A global health equity agenda for the G8 summit

BMJ 2005; 330 doi: http://dx.doi.org/10.1136/bmj.330.7490.533 (Published 03 March 2005) Cite this as: BMJ 2005;330:533
  1. Ronald Labonte, Canada research chair ([email protected])1,
  2. Ted Schrecker, senior policy researcher1,
  3. Amit Sen Gupta, co-convenor2
  1. 1 Globalisation and Health Equity Research Program, Institute of Population Health, University of Ottawa, Ottawa, Ontario, K1N 6N5, Canada
  2. 2 People's Health Movement—India, New Delhi 110 017, India
  1. Correspondence to: R Labonte

    The G8 summit in July could be used to enable developing countries to meet the millennium development goals.

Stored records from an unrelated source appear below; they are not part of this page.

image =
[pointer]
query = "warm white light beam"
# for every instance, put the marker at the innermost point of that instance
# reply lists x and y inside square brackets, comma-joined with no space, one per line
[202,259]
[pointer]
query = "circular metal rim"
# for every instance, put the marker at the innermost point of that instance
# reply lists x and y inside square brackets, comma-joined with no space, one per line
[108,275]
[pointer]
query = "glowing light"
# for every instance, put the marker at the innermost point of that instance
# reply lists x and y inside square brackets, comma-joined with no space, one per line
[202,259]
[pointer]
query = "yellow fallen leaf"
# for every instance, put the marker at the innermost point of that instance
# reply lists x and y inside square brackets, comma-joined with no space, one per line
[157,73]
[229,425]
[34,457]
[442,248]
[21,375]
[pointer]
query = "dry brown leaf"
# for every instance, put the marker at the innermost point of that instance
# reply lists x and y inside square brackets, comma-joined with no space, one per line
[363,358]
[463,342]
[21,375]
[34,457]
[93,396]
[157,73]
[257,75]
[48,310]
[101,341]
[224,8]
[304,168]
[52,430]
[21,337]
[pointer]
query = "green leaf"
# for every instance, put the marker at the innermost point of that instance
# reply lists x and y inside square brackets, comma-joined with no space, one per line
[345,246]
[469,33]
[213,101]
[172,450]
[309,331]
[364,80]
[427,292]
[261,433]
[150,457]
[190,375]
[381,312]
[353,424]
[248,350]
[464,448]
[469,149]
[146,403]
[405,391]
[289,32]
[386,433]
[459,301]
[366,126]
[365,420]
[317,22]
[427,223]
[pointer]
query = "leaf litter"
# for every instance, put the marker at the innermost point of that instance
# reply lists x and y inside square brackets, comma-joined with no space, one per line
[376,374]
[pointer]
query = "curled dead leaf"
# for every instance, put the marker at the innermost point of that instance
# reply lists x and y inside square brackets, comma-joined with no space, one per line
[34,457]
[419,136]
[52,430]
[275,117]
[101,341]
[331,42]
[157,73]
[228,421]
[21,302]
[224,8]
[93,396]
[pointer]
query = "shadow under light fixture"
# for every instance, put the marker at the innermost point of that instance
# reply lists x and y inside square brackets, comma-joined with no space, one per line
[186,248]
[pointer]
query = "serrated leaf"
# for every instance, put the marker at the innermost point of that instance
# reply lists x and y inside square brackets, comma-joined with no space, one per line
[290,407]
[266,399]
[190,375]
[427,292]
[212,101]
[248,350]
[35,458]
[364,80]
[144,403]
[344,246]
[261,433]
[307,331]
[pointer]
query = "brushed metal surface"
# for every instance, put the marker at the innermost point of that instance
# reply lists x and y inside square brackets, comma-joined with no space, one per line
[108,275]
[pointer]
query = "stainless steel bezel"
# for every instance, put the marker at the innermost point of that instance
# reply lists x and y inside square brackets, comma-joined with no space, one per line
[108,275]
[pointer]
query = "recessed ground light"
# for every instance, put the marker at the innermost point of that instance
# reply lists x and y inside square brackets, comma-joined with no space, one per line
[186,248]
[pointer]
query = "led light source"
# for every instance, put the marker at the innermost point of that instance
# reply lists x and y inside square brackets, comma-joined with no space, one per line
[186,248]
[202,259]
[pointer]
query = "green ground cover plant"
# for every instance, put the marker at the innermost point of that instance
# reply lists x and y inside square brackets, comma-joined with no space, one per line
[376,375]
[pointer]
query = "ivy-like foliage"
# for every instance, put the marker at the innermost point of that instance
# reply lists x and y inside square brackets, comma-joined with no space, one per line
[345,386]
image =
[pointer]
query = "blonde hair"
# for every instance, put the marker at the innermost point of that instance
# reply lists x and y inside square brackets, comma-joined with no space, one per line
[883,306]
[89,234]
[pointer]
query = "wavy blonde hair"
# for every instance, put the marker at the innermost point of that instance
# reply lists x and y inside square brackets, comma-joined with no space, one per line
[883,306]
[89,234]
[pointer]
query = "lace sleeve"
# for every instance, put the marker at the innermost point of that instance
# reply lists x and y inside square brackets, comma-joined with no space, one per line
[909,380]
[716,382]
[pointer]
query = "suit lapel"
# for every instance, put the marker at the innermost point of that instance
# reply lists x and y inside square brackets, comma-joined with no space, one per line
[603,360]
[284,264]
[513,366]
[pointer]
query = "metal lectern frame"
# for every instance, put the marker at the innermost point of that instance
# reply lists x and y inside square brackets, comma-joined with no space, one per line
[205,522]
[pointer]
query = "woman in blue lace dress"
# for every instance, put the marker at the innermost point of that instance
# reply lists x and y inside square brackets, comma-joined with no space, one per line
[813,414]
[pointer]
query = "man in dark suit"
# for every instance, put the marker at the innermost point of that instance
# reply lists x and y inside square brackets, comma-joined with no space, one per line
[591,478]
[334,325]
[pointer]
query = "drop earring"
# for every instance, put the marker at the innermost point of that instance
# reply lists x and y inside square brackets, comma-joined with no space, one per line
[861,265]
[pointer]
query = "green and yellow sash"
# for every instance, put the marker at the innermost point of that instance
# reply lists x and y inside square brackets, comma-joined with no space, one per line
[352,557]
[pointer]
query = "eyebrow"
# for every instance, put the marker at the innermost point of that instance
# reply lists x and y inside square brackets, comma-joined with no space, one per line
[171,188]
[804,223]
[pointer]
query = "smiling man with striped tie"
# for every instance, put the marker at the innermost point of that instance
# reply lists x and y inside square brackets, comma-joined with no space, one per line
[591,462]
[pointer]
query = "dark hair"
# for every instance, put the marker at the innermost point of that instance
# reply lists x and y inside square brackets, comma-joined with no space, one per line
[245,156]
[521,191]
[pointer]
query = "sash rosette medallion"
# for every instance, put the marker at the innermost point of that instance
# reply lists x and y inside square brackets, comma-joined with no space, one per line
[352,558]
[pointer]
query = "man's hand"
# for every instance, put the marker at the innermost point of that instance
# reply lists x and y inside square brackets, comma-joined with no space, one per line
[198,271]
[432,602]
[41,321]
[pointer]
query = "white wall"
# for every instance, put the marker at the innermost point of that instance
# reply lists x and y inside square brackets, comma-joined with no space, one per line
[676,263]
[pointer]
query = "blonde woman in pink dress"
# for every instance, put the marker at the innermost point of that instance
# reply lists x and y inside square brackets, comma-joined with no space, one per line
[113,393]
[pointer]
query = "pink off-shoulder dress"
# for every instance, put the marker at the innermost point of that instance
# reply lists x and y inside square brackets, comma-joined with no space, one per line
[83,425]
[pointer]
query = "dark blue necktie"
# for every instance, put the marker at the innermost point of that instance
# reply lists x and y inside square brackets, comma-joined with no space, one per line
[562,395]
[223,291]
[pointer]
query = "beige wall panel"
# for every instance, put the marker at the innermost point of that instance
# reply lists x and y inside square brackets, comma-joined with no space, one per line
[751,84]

What should world leaders commit to?

    Introduction

    Substantial reversals of the global trend in improvements in health of the past 150 years are now evident in large parts of the developing world, particularly in sub-Saharan Africa.w1 In addition to its intrinsic value as a human right,1 health is an important contributor to economic development.2 w2 This creates a compelling case for investing in health, especially since several cost effective interventions are available that can produce rapid and broadly shared improvements in health.3 w3

    The international community is committed to the millennium development goals, most of which are closely related to health status or determinants of health. However, much of the developing world will not meet those goals by the designated date of 2015 unless the industrialised world makes major long term commitments to provide new resources.4 Because the G8 countries account for roughly half the world's economic activity and dominate the decision making processes of the World Bank and International Monetary Fund, appropriate commitment at the 2005 UK summit could turn the page on decades of neglect and fatal indifference.5

    Health systems and health research

    Developmental aid for health totalled $8.1bn (£4.4bn, €6.3bn) in 2002, the most recent year for which figures are available.6 This is a fraction of estimated minimum needs: $27bn by 2007, $38bn by 2015.2 Of critical importance is support to curb the spread of communicable diseases in sub-Saharan Africa. The G8 must provide a timetable for increasing their financial support for the Global Fund to fight AIDS, Tuberculosis and Malaria, which has announced a fifth grant competition while acknowledging that it may lack resources for any new projects.